The 9am gathering was no morning picnic. Rather an assembly of Appin Colliery contractors, their families, supporters and state politicians in a union-led protest against the ongoing wage gap between permanent and contract workers at the South32 mine. 

The public demonstration was held amid concerns a new two-year, $50 million agreement between South32 and labour hire company Mastermyne – to supply miners at Appin – would hit contract workers hard.

Contractors have already had their wages cut by 40 per cent over the past two years, according to the union.

“This park’s full of broken dreams,” the CFMEU’s district vice-president, Bob Timbs, told the crowd. 

“We know you guys got a job in the industry, not because you woke up one morning and went ‘jeez, I might go and work in one of the most hostile, dangerous industries in the world because it’s going to be great fun’.

“You [have] done that because you wanted to make a good living, to support your family … and to put some money back into the community.

“South32 alone, with the help of Mastermyne and Delta, have broken your dreams.”

The miners were supported at Thursday’s rally by the Illawarra’s three state Labor MPs – Ryan Park (Keira), Paul Scully (Wollongong) and Anna Watson (Shellharbour).

Mr Park, Labor’s Illawarra spokesman told the crowd the region’s residents lived in one of the oldest coal mining districts in the country. 

The MP stressed he wouldn’t stand by and watch men and women “go a thousand metres underground and get paid the same amount that you can working at Bunnings”.

“We benefit from the work that you do each and every day,” he said. 

“Our quality of life is only because you extract that precious black diamond from the ground.”

Young and old, protesters took to the footpaths around the park precinct after a planned march down the main street was thwarted by police. 

A spokesman for South32 said the company engages contract labour at the Appin mine in order to “flexibly manage operational requirements as well as tasks which exceed the day-to-day needs of our core business activities, such as periods of intense project work and recovery work”.

South32 employs more than 1800 people, both employees and contractors, in the Illawarra.

“Commodities markets are cyclical and volatile. South32 is focussed on building a long-term sustainable business that endures market upswings and downswings,” the spokesman said.

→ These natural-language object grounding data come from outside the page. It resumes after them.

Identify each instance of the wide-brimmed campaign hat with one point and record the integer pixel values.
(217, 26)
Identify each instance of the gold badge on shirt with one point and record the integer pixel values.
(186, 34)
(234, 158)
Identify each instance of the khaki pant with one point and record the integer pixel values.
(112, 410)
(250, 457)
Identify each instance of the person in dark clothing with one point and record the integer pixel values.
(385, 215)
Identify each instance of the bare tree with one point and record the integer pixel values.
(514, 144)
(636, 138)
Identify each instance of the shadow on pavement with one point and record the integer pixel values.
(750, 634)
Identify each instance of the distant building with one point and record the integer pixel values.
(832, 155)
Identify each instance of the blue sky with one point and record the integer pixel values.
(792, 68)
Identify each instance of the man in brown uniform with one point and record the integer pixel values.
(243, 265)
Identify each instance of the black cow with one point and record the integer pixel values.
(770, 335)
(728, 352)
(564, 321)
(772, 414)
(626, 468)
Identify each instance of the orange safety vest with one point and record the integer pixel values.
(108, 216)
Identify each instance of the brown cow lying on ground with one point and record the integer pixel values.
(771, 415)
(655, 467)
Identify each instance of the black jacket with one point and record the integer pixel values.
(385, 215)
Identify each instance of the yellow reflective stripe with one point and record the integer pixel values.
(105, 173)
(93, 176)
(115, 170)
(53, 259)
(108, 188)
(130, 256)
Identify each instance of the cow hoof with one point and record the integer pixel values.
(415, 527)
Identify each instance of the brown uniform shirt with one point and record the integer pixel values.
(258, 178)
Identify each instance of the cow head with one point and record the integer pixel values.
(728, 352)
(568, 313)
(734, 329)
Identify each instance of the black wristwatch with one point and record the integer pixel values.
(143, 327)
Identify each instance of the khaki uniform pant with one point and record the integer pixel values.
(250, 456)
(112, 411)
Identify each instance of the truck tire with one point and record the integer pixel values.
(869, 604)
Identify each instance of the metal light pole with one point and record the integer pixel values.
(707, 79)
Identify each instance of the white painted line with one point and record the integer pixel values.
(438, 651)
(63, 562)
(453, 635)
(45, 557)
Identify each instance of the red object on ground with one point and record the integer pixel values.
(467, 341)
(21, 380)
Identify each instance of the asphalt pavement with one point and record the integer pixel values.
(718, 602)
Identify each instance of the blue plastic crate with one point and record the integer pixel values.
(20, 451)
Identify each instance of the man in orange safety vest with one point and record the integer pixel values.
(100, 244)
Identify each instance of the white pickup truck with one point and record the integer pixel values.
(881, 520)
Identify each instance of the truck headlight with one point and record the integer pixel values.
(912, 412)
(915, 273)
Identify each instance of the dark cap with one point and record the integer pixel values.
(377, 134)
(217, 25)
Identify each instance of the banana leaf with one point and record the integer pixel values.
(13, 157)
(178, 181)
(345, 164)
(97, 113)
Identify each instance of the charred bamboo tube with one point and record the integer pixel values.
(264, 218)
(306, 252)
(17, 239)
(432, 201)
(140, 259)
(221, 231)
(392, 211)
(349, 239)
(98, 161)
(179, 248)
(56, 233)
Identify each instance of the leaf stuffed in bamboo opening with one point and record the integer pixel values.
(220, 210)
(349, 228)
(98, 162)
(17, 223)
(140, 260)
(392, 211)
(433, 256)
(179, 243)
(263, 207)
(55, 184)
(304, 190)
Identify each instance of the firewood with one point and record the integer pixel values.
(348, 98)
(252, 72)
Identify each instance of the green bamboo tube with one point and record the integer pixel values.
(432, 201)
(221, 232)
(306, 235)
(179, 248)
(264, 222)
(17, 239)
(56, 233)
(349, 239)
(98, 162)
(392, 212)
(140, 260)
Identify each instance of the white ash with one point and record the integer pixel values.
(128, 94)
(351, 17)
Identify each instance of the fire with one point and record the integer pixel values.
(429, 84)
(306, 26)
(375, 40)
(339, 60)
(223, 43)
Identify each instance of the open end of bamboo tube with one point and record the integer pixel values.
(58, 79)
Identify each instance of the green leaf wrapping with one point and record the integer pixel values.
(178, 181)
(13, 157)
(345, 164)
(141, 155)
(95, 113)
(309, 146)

“To remain a commercially viable business in the long-term, providing ongoing employment for both employees and contractors, South32 seek to enter into sustainable and responsible contracts.

“Our standard supply contracts require our suppliers to comply with all applicable legislation, including that related to labour.”

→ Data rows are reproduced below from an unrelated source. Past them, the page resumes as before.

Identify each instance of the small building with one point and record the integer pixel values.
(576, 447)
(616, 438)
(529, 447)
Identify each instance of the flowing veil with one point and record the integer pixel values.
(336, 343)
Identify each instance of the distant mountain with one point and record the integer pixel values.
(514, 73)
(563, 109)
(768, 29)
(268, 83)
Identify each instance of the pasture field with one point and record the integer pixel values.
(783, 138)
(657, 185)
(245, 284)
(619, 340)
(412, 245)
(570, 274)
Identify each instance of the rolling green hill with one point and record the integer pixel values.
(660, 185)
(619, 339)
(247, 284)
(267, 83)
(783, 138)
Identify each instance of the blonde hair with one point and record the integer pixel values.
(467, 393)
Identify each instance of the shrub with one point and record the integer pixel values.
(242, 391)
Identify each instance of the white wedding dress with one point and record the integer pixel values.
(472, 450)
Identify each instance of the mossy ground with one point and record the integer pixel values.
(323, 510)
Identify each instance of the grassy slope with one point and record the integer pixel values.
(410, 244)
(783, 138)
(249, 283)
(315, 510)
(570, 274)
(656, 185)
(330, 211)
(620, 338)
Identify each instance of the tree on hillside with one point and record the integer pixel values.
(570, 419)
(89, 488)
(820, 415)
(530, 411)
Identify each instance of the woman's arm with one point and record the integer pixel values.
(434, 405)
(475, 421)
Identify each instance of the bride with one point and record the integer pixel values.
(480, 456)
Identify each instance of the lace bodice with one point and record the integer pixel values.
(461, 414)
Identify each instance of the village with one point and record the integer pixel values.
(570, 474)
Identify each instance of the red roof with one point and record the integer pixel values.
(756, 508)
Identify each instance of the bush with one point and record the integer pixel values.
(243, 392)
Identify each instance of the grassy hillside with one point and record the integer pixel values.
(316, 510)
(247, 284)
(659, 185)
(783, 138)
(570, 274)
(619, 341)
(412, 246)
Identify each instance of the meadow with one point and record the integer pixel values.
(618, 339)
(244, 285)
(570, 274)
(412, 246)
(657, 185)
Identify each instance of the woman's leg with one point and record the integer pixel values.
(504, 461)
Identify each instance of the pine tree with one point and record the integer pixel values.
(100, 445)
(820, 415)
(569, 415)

The Mercury has contacted Mastermyne for comment.

‘They breathe the same air, do the same work’

Former miner Paul Rossandich, who worked at the West Cliff Colliery for 34 years, has “seen all this before”.

“No one should work underground [with] a contractor on one wage and a permanent person on another wage – they breathe the same air and they do the same work,” Mr Rossandich, from Bombo, told the Mercury

The 68-year-old, who retired about eight years ago, was one of more than 300 people who rallied over wage inequality between permanent and contract workers in Appin on Thursday. 

Mr Rossandich was “fortunate enough to be a permanent employee” during his time underground and said the conditions and wages for current contractors were “just unacceptable”.

Retired miner Paul Rossandich, from Bombo, at Thursday's rally in Appin. Picture: Robert Peet

Retired miner Paul Rossandich, from Bombo, at Thursday's rally in Appin. Picture: Robert Peet

“I wouldn’t work down there,” he said.

“I know technology’s improved and everything but still it’s a hazardous and dangerous environment.” 

Having worked in many facets of mining, from pillar extraction to longwall, Mr Rossandich has “seen the good, the bad and the ugly”.   

“Now I’m seeing the ugly, the ugly, the ugly,” he said.